The primary goal of therapy in patients with hypercholesterolemia and coronary heart disease (CHD) is reducing low-density lipoprotein cholesterol (LDL-C). This was a multicenter, randomized, double-blind, double-dummy study in patients with type 2 diabetes mellitus (T2DM).


Adult patients with T2DM and CHD (N = 93) on a stable dose of simvastatin 20 mg with LDL-C ≥ 2.6 mmol/L (100 mg/dL) and ≤ 4.1 mmol/L (160 mg/dL) were randomized to ezetimibe 10 mg plus simvastatin 20 mg (EZ + simva 10/20 mg) or simvastatin 40 mg for 6 weeks.
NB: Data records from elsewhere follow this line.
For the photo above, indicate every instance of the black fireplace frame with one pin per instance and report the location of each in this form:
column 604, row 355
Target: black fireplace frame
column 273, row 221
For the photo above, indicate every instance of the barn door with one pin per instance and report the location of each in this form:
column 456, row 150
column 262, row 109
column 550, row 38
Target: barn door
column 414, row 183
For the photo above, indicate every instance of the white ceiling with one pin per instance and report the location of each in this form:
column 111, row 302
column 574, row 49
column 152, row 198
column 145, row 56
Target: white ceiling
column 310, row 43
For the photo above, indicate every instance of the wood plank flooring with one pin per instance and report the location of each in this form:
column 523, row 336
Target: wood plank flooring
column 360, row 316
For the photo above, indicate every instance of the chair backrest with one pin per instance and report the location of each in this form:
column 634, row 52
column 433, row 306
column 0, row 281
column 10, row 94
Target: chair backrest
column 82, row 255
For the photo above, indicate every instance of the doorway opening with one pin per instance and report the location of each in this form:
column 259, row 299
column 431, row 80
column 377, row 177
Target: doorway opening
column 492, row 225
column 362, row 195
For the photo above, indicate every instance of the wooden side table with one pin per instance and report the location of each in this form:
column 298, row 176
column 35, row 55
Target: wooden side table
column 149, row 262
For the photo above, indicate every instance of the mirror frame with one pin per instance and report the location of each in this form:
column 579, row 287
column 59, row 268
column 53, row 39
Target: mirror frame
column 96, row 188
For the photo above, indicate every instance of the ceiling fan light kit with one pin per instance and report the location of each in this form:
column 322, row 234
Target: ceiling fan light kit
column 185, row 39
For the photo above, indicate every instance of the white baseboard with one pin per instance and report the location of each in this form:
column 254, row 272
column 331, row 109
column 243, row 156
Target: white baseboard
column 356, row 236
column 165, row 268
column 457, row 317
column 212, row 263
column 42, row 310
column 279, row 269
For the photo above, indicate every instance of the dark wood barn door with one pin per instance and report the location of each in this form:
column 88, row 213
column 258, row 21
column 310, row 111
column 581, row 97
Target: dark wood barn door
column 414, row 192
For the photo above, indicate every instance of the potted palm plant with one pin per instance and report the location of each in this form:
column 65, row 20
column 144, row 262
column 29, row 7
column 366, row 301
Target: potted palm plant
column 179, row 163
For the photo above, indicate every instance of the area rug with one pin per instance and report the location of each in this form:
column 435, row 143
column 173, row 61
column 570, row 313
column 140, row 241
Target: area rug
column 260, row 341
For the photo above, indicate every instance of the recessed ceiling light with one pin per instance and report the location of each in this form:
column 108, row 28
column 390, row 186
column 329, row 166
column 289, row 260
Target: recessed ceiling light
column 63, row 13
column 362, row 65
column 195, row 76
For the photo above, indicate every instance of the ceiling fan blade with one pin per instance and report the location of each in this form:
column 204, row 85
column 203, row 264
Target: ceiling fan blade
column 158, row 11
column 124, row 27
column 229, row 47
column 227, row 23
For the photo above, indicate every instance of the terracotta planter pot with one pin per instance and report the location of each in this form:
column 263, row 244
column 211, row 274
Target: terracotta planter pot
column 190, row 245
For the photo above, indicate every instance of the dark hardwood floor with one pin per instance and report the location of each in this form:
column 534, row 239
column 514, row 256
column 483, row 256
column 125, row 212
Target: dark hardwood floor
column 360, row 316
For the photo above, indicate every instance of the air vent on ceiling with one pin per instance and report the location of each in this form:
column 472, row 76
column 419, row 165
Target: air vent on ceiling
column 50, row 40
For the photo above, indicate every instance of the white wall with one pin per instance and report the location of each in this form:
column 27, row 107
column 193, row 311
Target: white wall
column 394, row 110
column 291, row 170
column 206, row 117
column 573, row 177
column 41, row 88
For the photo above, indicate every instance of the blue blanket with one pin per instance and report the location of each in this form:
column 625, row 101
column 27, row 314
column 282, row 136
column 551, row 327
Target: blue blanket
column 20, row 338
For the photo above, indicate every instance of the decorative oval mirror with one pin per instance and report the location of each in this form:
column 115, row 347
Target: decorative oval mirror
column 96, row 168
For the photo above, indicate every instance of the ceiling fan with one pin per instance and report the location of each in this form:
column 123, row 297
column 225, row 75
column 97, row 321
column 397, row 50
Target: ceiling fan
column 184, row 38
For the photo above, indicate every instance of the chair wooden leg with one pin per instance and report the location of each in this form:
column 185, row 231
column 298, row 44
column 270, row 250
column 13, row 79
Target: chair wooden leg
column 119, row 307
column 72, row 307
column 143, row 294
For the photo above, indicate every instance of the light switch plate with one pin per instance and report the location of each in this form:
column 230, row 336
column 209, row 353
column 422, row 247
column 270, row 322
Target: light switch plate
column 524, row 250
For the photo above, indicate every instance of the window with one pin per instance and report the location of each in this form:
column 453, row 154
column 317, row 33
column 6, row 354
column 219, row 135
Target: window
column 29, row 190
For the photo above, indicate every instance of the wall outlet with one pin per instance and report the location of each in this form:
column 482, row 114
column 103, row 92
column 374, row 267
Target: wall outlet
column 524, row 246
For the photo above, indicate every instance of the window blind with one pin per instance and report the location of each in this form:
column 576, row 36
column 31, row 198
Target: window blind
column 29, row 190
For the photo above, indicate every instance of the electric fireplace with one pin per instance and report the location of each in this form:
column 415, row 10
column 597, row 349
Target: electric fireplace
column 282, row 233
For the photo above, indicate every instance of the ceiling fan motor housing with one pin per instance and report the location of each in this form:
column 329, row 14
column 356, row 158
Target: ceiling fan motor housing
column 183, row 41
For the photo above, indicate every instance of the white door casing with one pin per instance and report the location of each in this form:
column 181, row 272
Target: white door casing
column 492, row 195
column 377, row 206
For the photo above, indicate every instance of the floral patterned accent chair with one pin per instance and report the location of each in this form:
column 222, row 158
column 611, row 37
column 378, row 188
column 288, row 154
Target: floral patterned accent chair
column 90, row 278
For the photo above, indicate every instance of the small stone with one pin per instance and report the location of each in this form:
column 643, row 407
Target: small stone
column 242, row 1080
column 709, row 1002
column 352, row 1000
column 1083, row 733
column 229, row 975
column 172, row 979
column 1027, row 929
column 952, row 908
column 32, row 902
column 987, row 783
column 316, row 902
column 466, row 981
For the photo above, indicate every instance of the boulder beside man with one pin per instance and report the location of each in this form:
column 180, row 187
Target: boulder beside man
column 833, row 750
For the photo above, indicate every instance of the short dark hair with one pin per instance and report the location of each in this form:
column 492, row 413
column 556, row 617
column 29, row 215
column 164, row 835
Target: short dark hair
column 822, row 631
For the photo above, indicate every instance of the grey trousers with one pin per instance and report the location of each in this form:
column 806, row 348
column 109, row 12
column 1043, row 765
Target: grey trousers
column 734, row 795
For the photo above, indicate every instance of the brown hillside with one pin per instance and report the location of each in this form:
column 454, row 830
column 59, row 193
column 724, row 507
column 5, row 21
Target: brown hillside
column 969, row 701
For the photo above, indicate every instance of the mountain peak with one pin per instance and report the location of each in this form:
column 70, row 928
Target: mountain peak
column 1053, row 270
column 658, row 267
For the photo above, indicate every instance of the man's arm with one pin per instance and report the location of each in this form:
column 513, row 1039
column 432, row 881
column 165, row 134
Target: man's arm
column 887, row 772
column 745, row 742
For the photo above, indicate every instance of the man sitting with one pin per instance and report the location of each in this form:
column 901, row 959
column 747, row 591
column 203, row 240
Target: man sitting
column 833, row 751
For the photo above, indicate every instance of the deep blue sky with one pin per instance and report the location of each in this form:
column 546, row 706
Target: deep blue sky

Percent change in LDL-C, high-density lipoprotein cholesterol, and triglycerides was assessed.


EZ + simva 10/20 mg produced a significantly greater change from treated baseline compared with simvastatin 40 mg in LDL-C (-32.2% vs -20.8%; p < 0.01) and total cholesterol (-20.6% vs -13.2%; p < 0.01). A greater proportion of patients achieved LDL-C < 2.6 mmol/L with EZ + simva 10/20 mg than with simvastatin 40 mg, but this was not statistically significant (78.4% vs 60%; odds ratio = 2.81; p = 0.052). Changes in high-density lipoprotein cholesterol and triglycerides were similar between treatments. Both treatments were generally well-tolerated.


These results demonstrate that EZ + simva 10/20 mg may provide a superior alternative for LDL-C lowering vs doubling the dose of simvastatin to 40 mg in hyperlipidemic patients with T2DM and CHD. In addition, the combination therapy may provide an alternative treatment for patients who require further LDL-C reduction than they can achieve with simvastatin 20 mg alone.